Fabrica de Glashütte Original en Tu Gran Viaje a Glashütte
Vista panorámica de Glashütte con la manufactura de Glashütte Original al fondo.

Un monasterio de alta tecnología

Esta mañana, la luz inunda el inmenso atrio central al que se asoman los amplios despachos en los que trabajan los maestros relojeros de Glashütte Original: Un baño de luz solar que poco o nada tiene que ver con los recios edificios de Glashütte en los que comenzaron a trabajar, hace más de ciento setenta años, los primeros maestros relojeros que se instalaron en la ciudad y que no tardaron de hacer de ella, primero, la capital relojera de Sajonia y, poco después, de Alemania: Para conocer de primera mano la fascinante historia de la relojería de la ciudad y los nombres y marcas que la han llevado al lugar de privilegio que ocupa hoy en el sector, rinde una visita al Museo de la Relojería Alemana, gestionado por una fundación creada por el ayuntamiento de la ciudad y Glashütte Original y que ocupa un edificio neo-clásico de finales del siglo XIX que fue, en tiempos la Escuela Alemana de Relojería.

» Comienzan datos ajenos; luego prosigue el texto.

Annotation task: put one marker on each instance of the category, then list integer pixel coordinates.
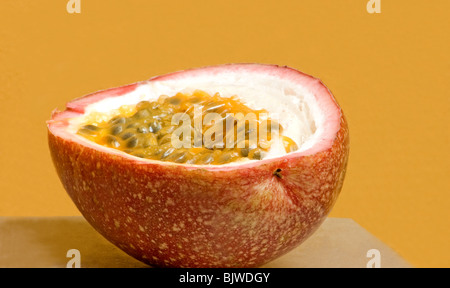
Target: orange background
(389, 72)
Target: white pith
(294, 106)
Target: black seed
(142, 114)
(278, 173)
(165, 139)
(112, 141)
(132, 142)
(179, 157)
(118, 120)
(91, 127)
(142, 129)
(132, 125)
(127, 135)
(154, 127)
(116, 129)
(149, 140)
(143, 105)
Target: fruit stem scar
(278, 173)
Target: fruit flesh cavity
(241, 215)
(146, 130)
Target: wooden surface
(44, 242)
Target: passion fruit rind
(183, 215)
(256, 217)
(148, 130)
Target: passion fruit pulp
(148, 131)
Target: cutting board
(45, 242)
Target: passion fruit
(175, 173)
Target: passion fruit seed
(147, 133)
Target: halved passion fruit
(224, 166)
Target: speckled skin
(172, 215)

Museo de la Relojería Alemana de Glashütte
Fachada del Museo de la Relojería Alemana de Glashütte

Pero sí comparten muchas cosas: el entusiasmo por la perfección, la meticulosidad hecha una modo de vida, la busqueda de la manera más exacta de atrapar el paso del tiempo en una pieza de arte que es, por ello, un auténtico prodigio tecnológico… Auténticas joyas de nuestro tiempo como el Senator Diary o el PanoMatic Counter son creadas a mano en este edificio que, más que edificio –y, desde luego, manufactura-, parece un moderno monasterio en el que todo –el sliencio, la luz apacible, la amplitud de las salas de trabajo enmarcadas por paisajes de cuento de hadas, la diligencia de los artesanos que me permiten mirar ensimismado por encima de sus hombros- confluye en una única dirección: Crear algunos de los mejores relojes que existen.

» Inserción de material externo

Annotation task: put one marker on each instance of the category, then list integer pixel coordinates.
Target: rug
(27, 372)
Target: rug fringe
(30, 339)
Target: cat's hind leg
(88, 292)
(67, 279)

Manufactura de Glashütte Original. © Tu Gran Viaje
Interior de la Manufactura de Glashütte Original. © Tu Gran Viaje

Testigos privilegiados de la creación de una obra de arte

Y el asistir al proceso casi telúrico que es la manufactura de un reloj, esa búsqueda pertinaz de la perfección –y su consecución- en la creación de belleza puesta al servicio de la captura del tiempo, es algo que se regala a los viajeros: es posible visitar la manufactura de Glashütte Original (Y gratis; siempre, eso sí, con reserva previa. Más información en el teléfono 49 (0) 35053 46 0, o en visit@glashuette-original.com). Ser testigo de los pasos que llevan a la creación de un reloj, desde el trabajo del departamento de diseño al ensamblado en diferentes etapas –un reloj Panorama tiene, por ejemplo, 463 piezas- o el lacado final, es un regalo; pero la creación de un reloj Glashütte Original requiere de mucho más tiempo del que se le puede dedicar a una visita. Proceso en la manufactura de Glashütte Original El más sencillo de los movimientos requiere de horas para ser ensamblado, y los más elaborados, con las más intrincadas y complejas complicaciones –como los que dan vida al Senator Chronometer Regulator o al Senator Tourbillon, por ejemplo– requieren hasta veinte jornadas de trabajo en exclusiva de un maestro relojero. Desde luego, al viajero le queda claro que asiste a algo casi sobrenatural; y, ya en la calle, mientras el sol sigue alto, recuerda que el mismísimo Amudsen llevaba un reloj Glashütte Original cuando intentó cruzar el polo Sur, y quiere tener uno también y lanzarse a todo tipo de aventuras, tengan el éxito que tengan.